Israel liebäugelt mit deutschem Dingo
Bundessicherheitsrat stimmte schon zu – entgegen den Exportrichtlinien für Krisengebiete
Von Uwe Kalbe *
Ein australischer Wildhund ergänzt seit einigen Jahren das Kontingent an Mardern, Pumas, Mungos und anderem Raubvieh, das der Bundeswehr mobilen Unterschlupf im Ausland bietet. Jetzt zeigt auch Israel Interesse.
Ein bisschen erinnert er an den Luxus-Offroad-Geländewagen aus dem Autohaus – wenn nicht das
Maschinengewehr auf dem Dach wäre. Der Dingo ist ein Transportfahrzeug für bis zu acht
Personen, auf dem Luftweg gut zu transportieren, leicht bewaffnet und dank guter Panzerung ein
Schutz gegen Handfeuerwaffen, Artilleriesplitter und Minen. Der Wildhund Dingo ist nur in Australien zu Hause, sein gerüstetes Pendant dagegen tritt nach dem Verlassen der Werkhallen von
Krauss/Maffei/Wegmann eine Art weltweiten Raubzug an.
Knapp 100 Stück sind bislang produziert, und die deutschen Soldaten in Afghanistan fahren damit in minenträchtiger Umgebung ihre Patrouillen. 55 Exemplare des Dingo 2 sind dort im Einsatz, der
damit ein Kleinvieh ist, das dem Rüstungsunternehmen mittlerweile auch bereits etlichen Mist
produziert hat. Und nachdem dank einiger Verbesserungen am Fahrwerk die Soldaten an Bord auch
nicht mehr seekrank werden, ist das Tierchen reif für den Export in größeren Stückzahlen.
Die Bundeswehr will ihre Bestände auf 149 aufstocken, Österreich hat einen kleineren Posten
erhalten, und Belgien freut sich soeben auf die Lieferung von 220 Exemplaren. Nun hat Israel
offenbar einen Dingo zum Härtetest geordert, der Bundessicherheitsrat, der das letzte Wort spricht, habe der Lieferung zugestimmt, heißt es.

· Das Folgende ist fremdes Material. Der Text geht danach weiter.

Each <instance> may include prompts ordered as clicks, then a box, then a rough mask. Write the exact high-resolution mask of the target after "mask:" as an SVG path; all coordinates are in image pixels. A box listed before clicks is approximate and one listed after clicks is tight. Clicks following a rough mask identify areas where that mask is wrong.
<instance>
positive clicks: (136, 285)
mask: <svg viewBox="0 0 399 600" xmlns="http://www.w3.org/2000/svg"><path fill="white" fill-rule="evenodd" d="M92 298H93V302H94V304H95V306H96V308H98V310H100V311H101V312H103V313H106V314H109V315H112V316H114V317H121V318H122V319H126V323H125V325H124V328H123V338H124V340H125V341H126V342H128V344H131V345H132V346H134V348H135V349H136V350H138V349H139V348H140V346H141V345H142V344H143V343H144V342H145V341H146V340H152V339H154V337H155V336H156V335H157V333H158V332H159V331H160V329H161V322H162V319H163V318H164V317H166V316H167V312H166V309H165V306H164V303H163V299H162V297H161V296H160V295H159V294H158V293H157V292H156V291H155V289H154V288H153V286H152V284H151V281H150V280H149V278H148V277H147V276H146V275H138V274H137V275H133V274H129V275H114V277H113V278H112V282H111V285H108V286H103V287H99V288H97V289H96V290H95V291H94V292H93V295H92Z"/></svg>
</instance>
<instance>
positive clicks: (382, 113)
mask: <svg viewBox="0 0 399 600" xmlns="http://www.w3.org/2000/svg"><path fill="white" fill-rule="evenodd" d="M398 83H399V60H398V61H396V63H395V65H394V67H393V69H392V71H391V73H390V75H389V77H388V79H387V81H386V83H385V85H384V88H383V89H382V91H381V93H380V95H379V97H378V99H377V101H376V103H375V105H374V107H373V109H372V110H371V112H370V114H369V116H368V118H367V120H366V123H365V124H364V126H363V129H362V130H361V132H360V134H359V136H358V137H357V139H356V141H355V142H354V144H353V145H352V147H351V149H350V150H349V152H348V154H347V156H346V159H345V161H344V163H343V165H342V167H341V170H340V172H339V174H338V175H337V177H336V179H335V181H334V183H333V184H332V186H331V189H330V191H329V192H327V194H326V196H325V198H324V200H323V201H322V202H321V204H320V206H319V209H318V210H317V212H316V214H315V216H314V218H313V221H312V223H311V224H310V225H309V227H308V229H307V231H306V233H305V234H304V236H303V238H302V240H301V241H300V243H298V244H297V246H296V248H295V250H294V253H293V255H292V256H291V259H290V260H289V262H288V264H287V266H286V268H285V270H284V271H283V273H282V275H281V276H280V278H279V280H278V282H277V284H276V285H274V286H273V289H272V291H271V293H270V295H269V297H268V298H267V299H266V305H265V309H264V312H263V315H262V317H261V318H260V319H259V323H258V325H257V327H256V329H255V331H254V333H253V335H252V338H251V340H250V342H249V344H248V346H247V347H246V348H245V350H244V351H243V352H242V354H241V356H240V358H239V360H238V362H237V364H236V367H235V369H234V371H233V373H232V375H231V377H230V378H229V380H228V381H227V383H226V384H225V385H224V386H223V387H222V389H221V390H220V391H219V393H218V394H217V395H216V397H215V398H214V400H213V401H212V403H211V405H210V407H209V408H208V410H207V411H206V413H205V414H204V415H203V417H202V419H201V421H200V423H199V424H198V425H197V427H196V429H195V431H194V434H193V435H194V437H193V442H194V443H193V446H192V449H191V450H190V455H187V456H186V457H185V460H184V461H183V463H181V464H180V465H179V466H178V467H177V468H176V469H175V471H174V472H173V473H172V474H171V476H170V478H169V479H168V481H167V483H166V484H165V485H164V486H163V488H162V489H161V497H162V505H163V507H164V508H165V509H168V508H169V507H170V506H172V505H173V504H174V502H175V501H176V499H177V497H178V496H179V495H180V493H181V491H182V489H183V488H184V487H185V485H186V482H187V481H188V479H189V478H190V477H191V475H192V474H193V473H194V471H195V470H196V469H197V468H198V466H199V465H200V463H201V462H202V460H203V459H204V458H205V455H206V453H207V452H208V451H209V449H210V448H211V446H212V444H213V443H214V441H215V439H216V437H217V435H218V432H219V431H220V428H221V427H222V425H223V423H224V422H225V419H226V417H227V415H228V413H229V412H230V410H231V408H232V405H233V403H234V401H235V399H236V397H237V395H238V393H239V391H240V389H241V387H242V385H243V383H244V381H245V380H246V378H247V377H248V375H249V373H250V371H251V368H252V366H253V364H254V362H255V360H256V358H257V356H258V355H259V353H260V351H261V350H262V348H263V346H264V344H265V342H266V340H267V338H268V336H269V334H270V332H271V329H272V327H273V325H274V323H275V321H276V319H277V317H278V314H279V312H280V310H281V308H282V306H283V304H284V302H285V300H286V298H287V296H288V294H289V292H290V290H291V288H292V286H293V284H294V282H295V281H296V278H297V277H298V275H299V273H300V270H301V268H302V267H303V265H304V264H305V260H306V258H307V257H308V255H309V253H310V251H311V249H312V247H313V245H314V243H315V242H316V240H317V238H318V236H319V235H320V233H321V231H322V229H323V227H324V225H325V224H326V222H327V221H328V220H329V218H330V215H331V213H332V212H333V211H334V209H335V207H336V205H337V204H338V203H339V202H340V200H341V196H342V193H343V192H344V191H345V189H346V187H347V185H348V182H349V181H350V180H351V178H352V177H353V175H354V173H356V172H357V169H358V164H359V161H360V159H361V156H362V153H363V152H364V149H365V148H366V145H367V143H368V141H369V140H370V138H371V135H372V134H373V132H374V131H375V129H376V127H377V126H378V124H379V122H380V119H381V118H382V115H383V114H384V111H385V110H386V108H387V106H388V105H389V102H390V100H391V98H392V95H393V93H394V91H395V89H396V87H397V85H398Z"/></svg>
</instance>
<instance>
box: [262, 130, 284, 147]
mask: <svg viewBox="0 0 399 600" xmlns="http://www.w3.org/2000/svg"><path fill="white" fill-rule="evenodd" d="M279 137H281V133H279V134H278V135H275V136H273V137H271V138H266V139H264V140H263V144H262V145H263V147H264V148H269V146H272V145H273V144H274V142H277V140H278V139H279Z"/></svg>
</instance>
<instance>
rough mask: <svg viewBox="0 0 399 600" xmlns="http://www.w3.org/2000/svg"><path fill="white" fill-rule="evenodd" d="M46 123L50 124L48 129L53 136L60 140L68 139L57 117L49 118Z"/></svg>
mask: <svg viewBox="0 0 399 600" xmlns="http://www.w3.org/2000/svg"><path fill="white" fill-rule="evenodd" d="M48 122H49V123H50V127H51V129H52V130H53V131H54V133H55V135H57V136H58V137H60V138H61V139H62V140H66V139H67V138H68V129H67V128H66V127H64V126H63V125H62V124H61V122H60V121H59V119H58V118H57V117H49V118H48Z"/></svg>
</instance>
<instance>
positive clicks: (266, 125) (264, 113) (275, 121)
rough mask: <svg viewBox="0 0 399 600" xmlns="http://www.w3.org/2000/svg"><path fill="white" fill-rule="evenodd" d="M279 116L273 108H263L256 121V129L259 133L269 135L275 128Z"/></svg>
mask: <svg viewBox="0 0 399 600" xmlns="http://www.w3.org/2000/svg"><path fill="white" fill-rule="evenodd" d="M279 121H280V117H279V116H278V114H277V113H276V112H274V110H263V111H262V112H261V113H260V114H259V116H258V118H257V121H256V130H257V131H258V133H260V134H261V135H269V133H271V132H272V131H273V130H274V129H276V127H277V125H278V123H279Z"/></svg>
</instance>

Israel, das in der Vergangenheit durch sein Interesse an den Mannschaftstransportern Fuchs und
Wolf für gute Stimmung bei der deutschen Rüstungsindustrie gesorgt hat, will angeblich 103
Fahrzeuge kaufen, wenn der Test zu seiner Zufriedenheit ausgeht. Gerade Rüstungsverhandlungen
mit Israel sorgen jedoch regelmäßig für politischen Streit in Deutschland. Während die offizielle
Politik zu solchen Anlässen auf ein besonderes, solidarisches Verhältnis hinweist, erinnern Kritiker an die deutschen Rüstungsexportrichtlinien, die die Lieferung von Rüstungsgütern in Krisengebiete untersagen. Und gerade die jüngsten Meldungen über die Verschleppung von Ministern der palästinensischen Hamas-Regierung lassen den Protest laut werden.
Mit ihrer Zustimmung zur Dingo-Lieferung setze die Bundesregierung ein falsches Zeichen, meldete
sich Paul Schäfer, verteidigunspolitischer Sprecher der Linkspartei im Bundestag, zu Wort. Israel
behalte sich das Recht vor, Menschen als mutmaßliche Terroristen zu liquidieren. Die deutschen
Fahrzeuge eigneten sich ideal für schnelle Einsätze gegen die palästinensische Bevölkerung.
Bei einem Stückpreis von knapp 700 000 Euro kommen mit Waffensystem rund 100 Millionen Euro
zusammen, die aufzubringen für Israel doch angeblich ein Problem darstellen. Deutschland ist
jedoch durchaus bereit, einen Teil der Kosten zu übernehmen, wie ein anderes Exportgeschäft zeigt.
In diesem Monat soll es zum Abschluss des Vertrages über zwei deutsche U-Boote für Israel
kommen, der seit Jahren für Diskussion sorgt. Eine Milliarde Euro kosten die Dolphin-Schiffe; mit
330 Millionen will sich Deutschland »beteiligen«. Im Haushalt wurde der Titel auf Intervention der Linkspartei-Haushaltspolitikerin Gesine Lötzsch zwar gesperrt, weil die Entscheidung des
israelischen Parlaments noch ausstand. Im Prinzip jedoch ist der Deal perfekt. Die Sorgen von
Friedensforschern, die U-Boote seien auch atomar umrüstbar, verfangen dabei so wenig wie die
über den Dingo-Einsatz gegen die Palästinenser.